If there is anything that ties together the people of Sea Cliff, it is their orientation toward the sea — and toward their boats. Sailing is a focus of activity for young and old. Even nonsailors in Sea Cliff can’t help feeling connected to the sailboats. Their masts fill the harbor like the teeth in a comb during the height of the sailing season.
“There’s no place like Sea Cliff,” says George Christman, longtime resident and veteran sailor. “It’s an open harbor, and in 10 minutes you can be sailing in the Long Island Sound.”
Bicentennial port of call
Sea Cliff became known internationally in 1976, when local author and illustrator Frank O. Braynard created OpSail, which brought Tall Ships from all over the world to the village en route to New York Harbor to celebrate the country’s bicentennial.
The event celebrated “the brotherhood of the sea” and the coming together of men and women from many nations to share in a great endeavor.
Braynard was a founder of the annual Around Long Island Regatta, now in its 31st year, hosted each summer by the Sea Cliff Yacht Club.
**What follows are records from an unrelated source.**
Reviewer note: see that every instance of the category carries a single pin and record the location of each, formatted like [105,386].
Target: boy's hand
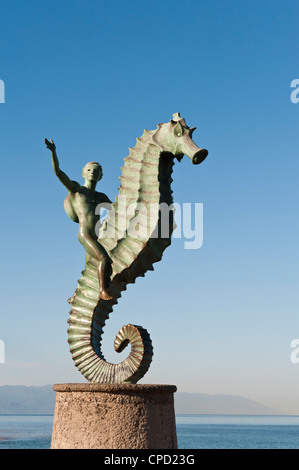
[50,145]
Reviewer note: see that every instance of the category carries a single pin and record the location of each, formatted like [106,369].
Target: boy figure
[80,205]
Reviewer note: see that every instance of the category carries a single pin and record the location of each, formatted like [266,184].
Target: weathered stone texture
[114,416]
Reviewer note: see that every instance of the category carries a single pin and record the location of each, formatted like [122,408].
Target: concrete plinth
[114,416]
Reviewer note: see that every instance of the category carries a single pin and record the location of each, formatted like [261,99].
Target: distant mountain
[201,403]
[20,399]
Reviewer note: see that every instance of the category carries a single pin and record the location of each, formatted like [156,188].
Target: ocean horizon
[204,431]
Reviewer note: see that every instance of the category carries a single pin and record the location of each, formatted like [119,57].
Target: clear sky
[92,76]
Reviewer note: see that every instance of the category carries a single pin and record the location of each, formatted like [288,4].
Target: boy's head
[92,171]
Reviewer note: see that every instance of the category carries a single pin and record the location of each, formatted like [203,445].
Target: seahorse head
[176,137]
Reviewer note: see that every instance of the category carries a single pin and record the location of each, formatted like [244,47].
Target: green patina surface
[145,182]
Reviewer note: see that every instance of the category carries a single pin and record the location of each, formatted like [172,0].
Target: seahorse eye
[178,130]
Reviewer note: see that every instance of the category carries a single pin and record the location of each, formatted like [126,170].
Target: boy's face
[92,172]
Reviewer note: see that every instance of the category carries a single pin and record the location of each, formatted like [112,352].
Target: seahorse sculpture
[145,183]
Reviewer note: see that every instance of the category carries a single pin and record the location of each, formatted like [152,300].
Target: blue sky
[92,76]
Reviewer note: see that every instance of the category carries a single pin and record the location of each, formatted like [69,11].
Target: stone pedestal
[114,416]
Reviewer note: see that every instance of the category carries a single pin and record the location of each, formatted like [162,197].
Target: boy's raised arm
[70,185]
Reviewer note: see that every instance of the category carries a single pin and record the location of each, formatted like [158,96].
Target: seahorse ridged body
[145,182]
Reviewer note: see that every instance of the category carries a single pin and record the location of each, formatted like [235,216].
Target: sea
[193,432]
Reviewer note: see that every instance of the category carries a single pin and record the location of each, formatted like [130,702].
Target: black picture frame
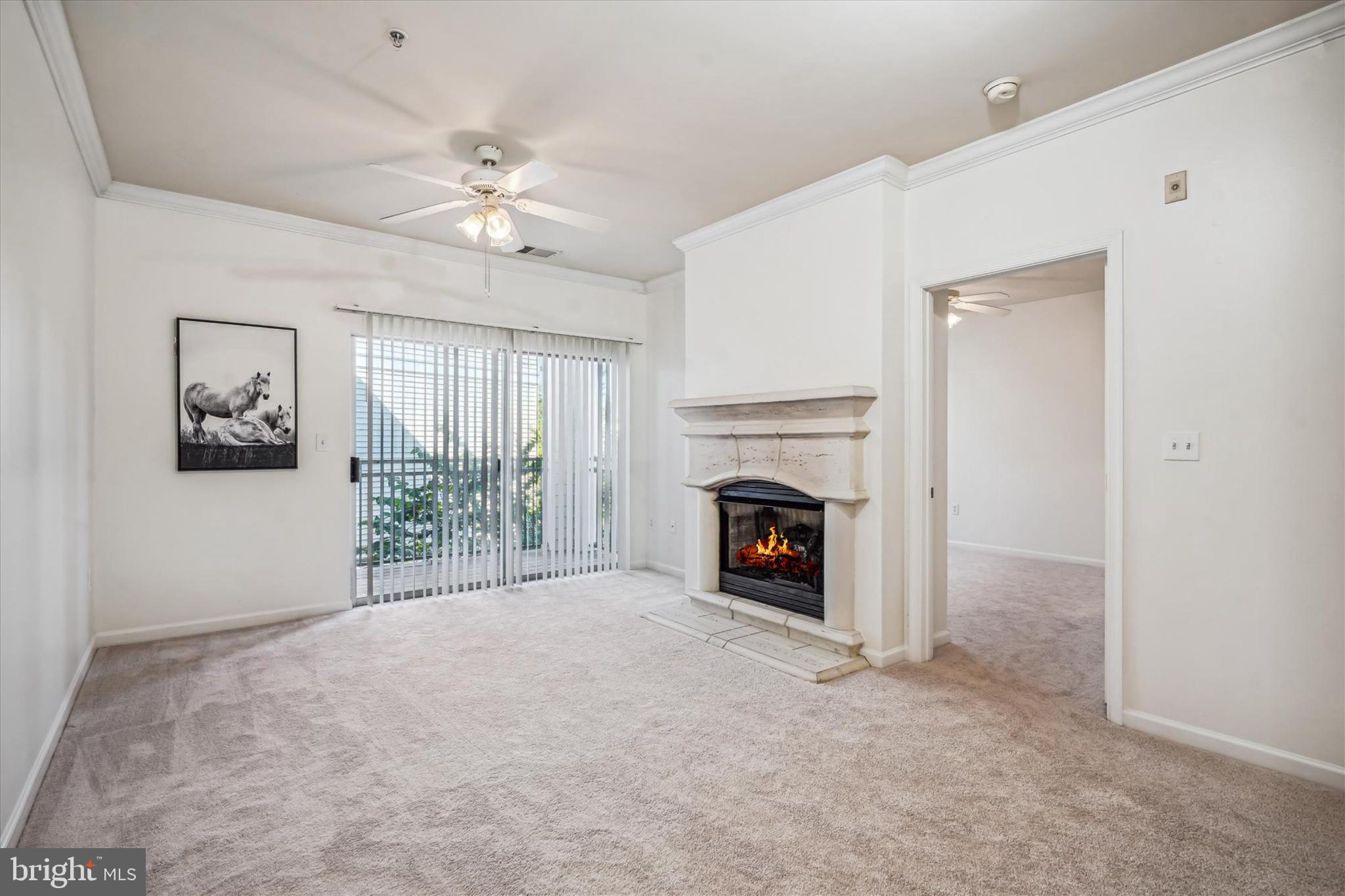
[209,440]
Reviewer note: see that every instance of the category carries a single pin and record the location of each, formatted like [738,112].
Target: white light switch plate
[1181,446]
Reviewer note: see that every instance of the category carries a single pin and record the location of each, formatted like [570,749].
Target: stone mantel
[808,440]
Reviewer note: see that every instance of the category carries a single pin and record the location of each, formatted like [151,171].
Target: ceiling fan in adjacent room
[971,304]
[490,191]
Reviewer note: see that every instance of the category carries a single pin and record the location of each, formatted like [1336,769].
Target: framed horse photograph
[237,390]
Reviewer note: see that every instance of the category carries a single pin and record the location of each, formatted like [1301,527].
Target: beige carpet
[546,739]
[1030,618]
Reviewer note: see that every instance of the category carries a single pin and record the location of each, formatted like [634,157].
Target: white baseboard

The club and the village both offer junior sailing programs, as well.
Sailing for some is a hands-on challenge between sailors and Mother Nature; there are skills and navigation to be learned, all kinds of rigging, different sails for different purposes and more. For others, it’s a simple escape from the hectic workweek, a chance to slow down and reconnect with our families and ourselves.
In 1865, a group of Methodists came to Sea Cliff by steamboats from New York City to hold prayer meetings. They were attracted by “the sea breeze, excellent bathing, an admirable harbor, a favorite anchorage for yachts, boating and very respectable fishing,”according to an article in the Sea Cliff Journal.
In 1871, the group purchased 240 acres of farmland from the Carpenter family. Tents were set up originally, but in time, a domed tabernacle that could seat 5,000 was built, along with a steamboat dock and boardwalk. In 1890, the camp era ended, and the tabernacle was sold to a German Methodist group that began selling land for private homes.
Home building really took off and Sea Cliff became a very popular summer resort, with magnificent Victorian homes and “Gingerbread cottages.”
Even today, it’s a village somewhat apart, without big highways, shopping centers or housing developments. And there still is, as the Sea Cliff Journal reported back in the 1870s, that fine sea breeze, admirable harbor and favorite anchorage for yachts and boating.